Which is all good stuff. But despite these tantalising ingredients "Liquid Fire" just doesn't add up to ice cream. For all its experimental freestyle burbling, its sheer restlessness counts against it. With 35 tracks present, ideas are presented and swiftly discarded, without being given time to grow and develop, or even lodge in the listener's consciousness. Added to which much of Csupo's supposed innovation has been road-tested more rigorously elsewhere. The three "Hungarian Dances" assault and batter 18th and 19th century compositions by Nagyszombat and Pozsony with modern technology: a fine idea, but one already exercised by Aphex Twin, Clubbed To Death and William Orbit.
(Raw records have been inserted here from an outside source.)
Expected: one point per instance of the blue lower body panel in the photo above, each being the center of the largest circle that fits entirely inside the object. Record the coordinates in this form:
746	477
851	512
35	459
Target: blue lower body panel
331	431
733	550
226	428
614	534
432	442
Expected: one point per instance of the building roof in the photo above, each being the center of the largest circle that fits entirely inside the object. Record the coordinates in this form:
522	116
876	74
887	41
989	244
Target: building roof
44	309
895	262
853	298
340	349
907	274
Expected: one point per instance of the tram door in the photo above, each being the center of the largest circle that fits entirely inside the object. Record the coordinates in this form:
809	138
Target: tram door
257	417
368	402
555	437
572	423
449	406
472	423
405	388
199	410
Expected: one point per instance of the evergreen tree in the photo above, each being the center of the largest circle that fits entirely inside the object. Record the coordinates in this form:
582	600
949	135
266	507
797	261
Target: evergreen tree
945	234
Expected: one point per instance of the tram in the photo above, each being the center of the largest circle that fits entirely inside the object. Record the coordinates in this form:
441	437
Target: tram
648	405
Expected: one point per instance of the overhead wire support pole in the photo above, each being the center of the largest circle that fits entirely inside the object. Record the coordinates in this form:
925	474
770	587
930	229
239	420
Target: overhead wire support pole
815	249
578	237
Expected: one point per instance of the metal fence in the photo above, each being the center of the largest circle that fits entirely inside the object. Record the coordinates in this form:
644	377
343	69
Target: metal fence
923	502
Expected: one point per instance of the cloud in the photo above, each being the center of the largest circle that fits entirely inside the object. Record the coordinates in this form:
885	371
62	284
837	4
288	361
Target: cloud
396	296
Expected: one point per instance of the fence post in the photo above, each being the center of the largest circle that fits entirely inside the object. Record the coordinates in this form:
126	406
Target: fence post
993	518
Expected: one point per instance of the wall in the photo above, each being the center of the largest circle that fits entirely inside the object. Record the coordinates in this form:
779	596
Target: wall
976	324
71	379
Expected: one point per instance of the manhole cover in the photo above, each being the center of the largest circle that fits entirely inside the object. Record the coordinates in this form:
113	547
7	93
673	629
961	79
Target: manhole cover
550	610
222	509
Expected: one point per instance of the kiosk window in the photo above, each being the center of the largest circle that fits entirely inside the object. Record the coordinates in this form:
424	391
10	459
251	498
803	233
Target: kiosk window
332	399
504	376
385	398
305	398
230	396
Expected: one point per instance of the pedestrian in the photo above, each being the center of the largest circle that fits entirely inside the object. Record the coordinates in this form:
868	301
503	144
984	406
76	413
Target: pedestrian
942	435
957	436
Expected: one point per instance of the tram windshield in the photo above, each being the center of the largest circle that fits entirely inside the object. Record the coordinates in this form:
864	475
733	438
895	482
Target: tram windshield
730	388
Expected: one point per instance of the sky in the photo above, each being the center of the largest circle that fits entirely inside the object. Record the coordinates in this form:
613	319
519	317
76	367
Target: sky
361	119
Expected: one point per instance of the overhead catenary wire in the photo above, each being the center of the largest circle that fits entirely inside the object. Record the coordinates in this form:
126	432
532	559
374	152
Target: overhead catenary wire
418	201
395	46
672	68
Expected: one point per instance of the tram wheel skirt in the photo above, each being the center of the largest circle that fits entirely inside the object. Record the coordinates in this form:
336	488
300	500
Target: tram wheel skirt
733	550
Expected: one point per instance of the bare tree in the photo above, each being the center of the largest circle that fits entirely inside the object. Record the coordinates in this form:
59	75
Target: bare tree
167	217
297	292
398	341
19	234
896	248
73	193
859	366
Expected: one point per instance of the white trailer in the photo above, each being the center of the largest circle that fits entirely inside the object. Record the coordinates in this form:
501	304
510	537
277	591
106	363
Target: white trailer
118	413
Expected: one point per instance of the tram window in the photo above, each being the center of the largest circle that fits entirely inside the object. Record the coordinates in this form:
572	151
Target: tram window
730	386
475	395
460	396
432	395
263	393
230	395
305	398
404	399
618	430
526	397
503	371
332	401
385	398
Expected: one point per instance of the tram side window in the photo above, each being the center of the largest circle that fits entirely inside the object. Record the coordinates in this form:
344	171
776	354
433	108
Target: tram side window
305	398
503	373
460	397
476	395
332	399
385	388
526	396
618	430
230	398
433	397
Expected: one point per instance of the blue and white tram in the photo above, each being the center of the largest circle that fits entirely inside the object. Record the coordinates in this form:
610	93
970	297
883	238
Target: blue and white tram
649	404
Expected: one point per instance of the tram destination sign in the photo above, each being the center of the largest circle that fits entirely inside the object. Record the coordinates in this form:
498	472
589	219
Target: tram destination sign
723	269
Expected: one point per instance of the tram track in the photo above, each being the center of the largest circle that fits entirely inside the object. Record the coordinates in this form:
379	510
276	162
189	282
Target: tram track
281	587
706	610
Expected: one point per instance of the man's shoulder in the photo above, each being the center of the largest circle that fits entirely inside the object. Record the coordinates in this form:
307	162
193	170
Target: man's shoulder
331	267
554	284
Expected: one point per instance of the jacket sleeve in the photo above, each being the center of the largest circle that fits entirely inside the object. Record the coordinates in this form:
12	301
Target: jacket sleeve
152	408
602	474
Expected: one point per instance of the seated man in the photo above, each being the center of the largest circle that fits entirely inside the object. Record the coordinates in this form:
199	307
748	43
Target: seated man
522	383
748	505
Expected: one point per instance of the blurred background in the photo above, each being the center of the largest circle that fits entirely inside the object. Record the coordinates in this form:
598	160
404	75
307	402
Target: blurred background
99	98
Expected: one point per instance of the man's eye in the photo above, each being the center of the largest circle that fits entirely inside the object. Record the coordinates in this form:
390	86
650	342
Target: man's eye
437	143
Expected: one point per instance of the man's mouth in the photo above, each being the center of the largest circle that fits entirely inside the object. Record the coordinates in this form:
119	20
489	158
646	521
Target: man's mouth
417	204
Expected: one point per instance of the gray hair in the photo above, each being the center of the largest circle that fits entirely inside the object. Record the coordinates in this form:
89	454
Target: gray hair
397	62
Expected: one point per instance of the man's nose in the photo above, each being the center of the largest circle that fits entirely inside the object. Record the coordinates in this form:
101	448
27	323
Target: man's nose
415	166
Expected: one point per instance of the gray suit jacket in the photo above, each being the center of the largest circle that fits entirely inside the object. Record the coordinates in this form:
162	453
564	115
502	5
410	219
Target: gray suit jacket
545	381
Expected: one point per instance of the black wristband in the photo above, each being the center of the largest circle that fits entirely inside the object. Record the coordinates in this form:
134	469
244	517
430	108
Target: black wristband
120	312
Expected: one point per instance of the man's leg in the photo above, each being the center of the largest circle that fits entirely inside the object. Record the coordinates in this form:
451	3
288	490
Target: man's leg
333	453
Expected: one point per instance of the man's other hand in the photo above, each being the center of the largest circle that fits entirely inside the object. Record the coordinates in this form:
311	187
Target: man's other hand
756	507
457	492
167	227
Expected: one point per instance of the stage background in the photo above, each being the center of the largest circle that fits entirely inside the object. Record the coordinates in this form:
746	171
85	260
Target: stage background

The Bukowski recitations that prop up "Swallowing Flowers" and "Chromo - Zone" are fine as far as they go, although Bruce Wagner's voice seems a little too smooth for the raw material, but that's nowhere near as far as William Burroughs cackling his way corrosively through Material's "Words Of Advice". Ultimately, "Liquid Fire" is a calling-card catalogue of bright ideas looking for a home, which scarcely makes for a coherent long-playing listening experience.